Rates of undetectable PSA levels with testosterone recovery were similar between arms, suggesting that increased androgen suppression with AAP and androgen deprivation therapy (ADT) is unlikely to eradicate recurrent disease compared with ADT alone.
We evaluated the use of abiraterone acetate plus prednisone (AAP) and androgen deprivation therapy (ADT), AAP alone, or ADT alone in men with biochemically recurrent, nonmetastatic prostate cancer. While more men who received the combination had an undetectable prostate-specific antigen (PSA) level at 8 mo on treatment, once men came off treatment and testosterone level rose, there was no difference in the rates of undetectable PSA levels. This suggests that the combination is not able to eradicate disease any better than ADT alone.

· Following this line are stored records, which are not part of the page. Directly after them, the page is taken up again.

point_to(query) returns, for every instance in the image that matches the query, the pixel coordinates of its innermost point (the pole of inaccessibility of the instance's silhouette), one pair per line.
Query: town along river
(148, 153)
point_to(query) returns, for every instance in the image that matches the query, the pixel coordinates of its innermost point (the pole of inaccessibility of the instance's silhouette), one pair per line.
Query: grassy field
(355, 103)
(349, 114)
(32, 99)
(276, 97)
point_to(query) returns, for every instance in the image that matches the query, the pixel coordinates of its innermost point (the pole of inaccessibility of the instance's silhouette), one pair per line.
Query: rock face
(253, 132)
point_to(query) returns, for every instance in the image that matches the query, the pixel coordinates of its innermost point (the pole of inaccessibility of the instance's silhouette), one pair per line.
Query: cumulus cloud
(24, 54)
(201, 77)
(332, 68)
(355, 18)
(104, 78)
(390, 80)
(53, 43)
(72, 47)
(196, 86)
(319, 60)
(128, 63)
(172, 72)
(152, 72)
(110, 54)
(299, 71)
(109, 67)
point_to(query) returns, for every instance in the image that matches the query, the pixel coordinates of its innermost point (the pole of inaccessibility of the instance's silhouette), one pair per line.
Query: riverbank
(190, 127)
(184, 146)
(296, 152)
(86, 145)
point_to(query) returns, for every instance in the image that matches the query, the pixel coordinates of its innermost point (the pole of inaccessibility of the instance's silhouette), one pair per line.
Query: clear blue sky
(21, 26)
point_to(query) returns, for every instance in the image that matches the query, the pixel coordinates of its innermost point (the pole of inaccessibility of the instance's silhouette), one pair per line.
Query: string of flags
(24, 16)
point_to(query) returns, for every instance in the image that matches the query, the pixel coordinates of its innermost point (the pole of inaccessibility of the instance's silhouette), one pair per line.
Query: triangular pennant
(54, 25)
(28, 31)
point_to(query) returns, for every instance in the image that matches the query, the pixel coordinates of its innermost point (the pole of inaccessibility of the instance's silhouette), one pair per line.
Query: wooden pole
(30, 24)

迫切需要可用于前列腺切除术后高风险生化复发(BCR)的2期试验终点,以便更快速地确定3期试验的治疗方法。醋酸阿比特龙加泼尼松(AAP)在BCR中的疗效尚不清楚。
比较AAP和促性腺激素释放激素拮抗剂地加瑞克单独或联合使用8个月后睾酮恢复后完全生化反应的发生率。
设计、设置和参与者:本研究纳入了前列腺切除术后(有或无既往放疗史)出现BCR(前列腺特异性抗原[PSA]≥1.0 ng/ml,PSA加倍时间≤9个月,标准影像学检查无转移,睾酮≥150 ng/dl)的患者。
患者被随机分为AAP组(第1组)、AAP联合地加瑞克组(第2组)或地加瑞克组(第3组),治疗8个月,并监测18个月。
主要终点是在18个月时PSA不可检测且睾酮>150 ng/dl。次要终点是8个月时PSA不可检测以及睾酮恢复时间。
对于纳入的122例患者,各治疗组在主要终点方面未发现差异(第1组:5.1%[95%置信区间{CI}:1-17%],第2组:17.1%[95% CI:7-32%],第3组:11.9%[95% CI:4-26%];第1组与第2组比较,P = 0.93;第2组与第3组比较,P = 0.36)。与地加瑞克相比,AAP治疗的睾酮恢复中位时间最短(36.0周[95% CI:35.9-36.1])(地加瑞克为52.9周[95% CI:49.0-56.0],P < 0.001)。AAP联合地加瑞克组与单独使用地加瑞克组在8个月时PSA不可检测的发生率存在差异(P = 0.04),但单独使用AAP组与单独使用地加瑞克组之间无差异(P = 0.12)。本研究的局限性包括缺乏长期随访。
各治疗组中睾酮恢复时PSA不可检测的发生率相似,这表明与单独使用雄激素剥夺疗法(ADT)相比,AAP联合ADT增加雄激素抑制不太可能根除复发性疾病。
我们评估了醋酸阿比特龙加泼尼松(AAP)和雄激素剥夺疗法(ADT)、单独使用AAP或单独使用ADT在生化复发、非转移性前列腺癌男性中的应用。虽然更多接受联合治疗的男性在治疗8个月时前列腺特异性抗原(PSA)水平不可检测,但一旦男性停止治疗且睾酮水平升高,PSA不可检测的发生率并无差异。这表明联合治疗并不比单独使用ADT更能根除疾病。